Isaías 21 1-5; Sal 121, 1-2. 4-5. 6-7. 8-9; Mateo 8, 5-11

En la película “Los Otros” los niños tienen una enfermedad que les impide estar bajo la luz del sol. Bajo el cuidado de su madre están siempre en las tinieblas- las tinieblas de la muerte- sin saber que existen otros. Su mundo es triste, lúgubre, oscuro pero completo. La madre consigue que no haga falta más, no existen otros. Su mundo no es ideal pero no se quieren asomar a la realidad del mundo que sólo intuyen, pero que puede acabar con el idílico amor egoísta de esa madre por sus hijos. Un mundo en que los otros son sólo sombras que pueden acabar con lo nuestro.
“Señor, no soy digno de que entres en mi casa, pero una palabra tuya bastará para sanarme” estas palabras que decimos todos los días en la Eucaristía, justo antes de recibir en nuestra vida al Rey de Reyes y después que el sacerdote nos repita el anuncio de Juan Bautista “Este es el Cordero de Dios”, se inspiran en las palabras del Centurión del Evangelio de hoy.

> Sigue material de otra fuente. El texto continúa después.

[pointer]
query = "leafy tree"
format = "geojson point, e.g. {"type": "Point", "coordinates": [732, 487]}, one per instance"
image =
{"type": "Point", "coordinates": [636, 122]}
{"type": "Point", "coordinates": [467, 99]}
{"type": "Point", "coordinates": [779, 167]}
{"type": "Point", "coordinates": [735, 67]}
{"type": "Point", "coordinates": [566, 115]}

No es sólo una frase acertada. Un centurión mandaba sobre cien hombres. Además de ellos tenía sus criados y sirvientes. La “Oficina de defensa del soldado” era una idea que haría morir de risa al Cesar , y no hablemos de los sindicatos que eran, sencillamente, impensables. La provincia de Galilea- lejos de la madre Roma- no era el mejor destino del mundo para dedicarse a la buena vida y relajarse en las termas. A pesar de todos los problemas “objetivos” que harían que cualquier buen soldado quisiera salir de esa mala vida y centrar en esa meta todos sus esfuerzos, nos encontramos con este centurión. Un hombre exigente, sabía mandar: “Le digo a uno “Ve” y va y a otro “Ven” y viene.” Pero a la vez sabía estar pendiente de los que le habían encomendado. Un criado paralítico en aquel entonces tenía menos futuro que un bocadillo de panceta en un congreso de anoréxicos. Lo habitual en aquel tiempo hubiera sido no preocuparse por él, ni tan siquiera enterarse demasiado de su existencia, sustituirlo por otro y aquí paz y después gloria. Sin embargo, este centurión no solamente sabe de la existencia de ese criado, sabe que sufre y no duda en acercarse a aquél del que ha oído que puede hacer algo para rogarle (menuda indignidad, rebajarse así ante un judío) que le curase. Pero es que además “sigue afinando”: piensa que ese judío en casa de un romano contraería impureza y por ello le evita el tener que ir bajo su techo. No te extrañe lo que ocurre después: el Señor se queda admirado y mira más allá, al reino de los cielos.
Contempla el día del Reino de Dios, pon buena cara a esos “muchos de oriente y occidente” y descubre que no son “los otros”, son los hijos e hijas de Dios y de nuestra madre la Virgen, que están ahora a tu lado- aunque a veces nos molesten- y que con ellos, por la misericordia de Dios, cantarás: “Vamos alegres a la Casa del Señor”.